Build an AI-powered text-to-SQL chatbot using Amazon Bedrock, Amazon MemoryDB, and Amazon RDS

In today’s data-driven environments, where information is spread across numerous sources, translating complex problem statements into precise SQL code can be a significant challenge. The growth of large language models (LLMs) has helped simplify data access. Text-to-SQL can automatically transform analytical questions into executable SQL code for enhanced data accessibility and streamlined data exploration, from analyzing sales data and monitoring performance metrics to assessing customer feedback.

In this post, we explore how to use Amazon Relational Database Service (Amazon RDS) for PostgreSQL and Amazon Bedrock to build a generative AI text-to-SQL chatbot application using Retrieval Augmented Generation (RAG). We’ll also see how we can use Amazon MemoryDB with vector search to provide semantic caching to further accelerate this solution.

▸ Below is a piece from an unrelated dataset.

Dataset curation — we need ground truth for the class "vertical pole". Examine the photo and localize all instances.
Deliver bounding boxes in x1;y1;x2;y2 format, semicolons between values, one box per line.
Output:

We use Amazon RDS for PostgreSQL as our database to store structured data, while leveraging Amazon Bedrock’s foundation models (FMs) for the generative AI capabilities. You can store both your data and embeddings (vector representations of text, images, and audio) in Amazon RDS for PostgreSQL, and use Amazon Bedrock to generate embeddings and translate natural language prompts into SQL queries that interact with your stored data.

Amazon Bedrock is a fully managed service that offers a choice of high-performing FMs from leading AI companies such as AI21 Labs, Anthropic, Cohere, Meta, Stability AI, and Amazon through a single API, along with a broad set of capabilities to help you build generative AI applications. We will integrate Amazon Bedrock with RDS for PostgreSQL database and use Amazon Bedrock to write SQL queries for the text prompts we provide as input. We use a combination of Streamlit and Amazon API gateway up front to invoke Amazon Bedrock using AWS Lambda.

Best practices for effective text-to-SQL

To deliver the most effective solution tailored to real-world use cases, this solution incorporates text-to-SQL best practices for performance optimization and security. This includes using Amazon MemoryDB with vector search capabilities and the Valkey engine to use the semantic caching technique, which can improve performance and reduce calls to a foundation model. In addition to a semantic cache, this solution will also leverage parameterized SQL, a read only database role for security, and table augmented generation techniques.

Semantic caching strategy

Semantic caching stores data based on its contextual meaning, which means that two queries with the same meaning will return the same result. This can be useful for complex queries involving multiple tables or data sources.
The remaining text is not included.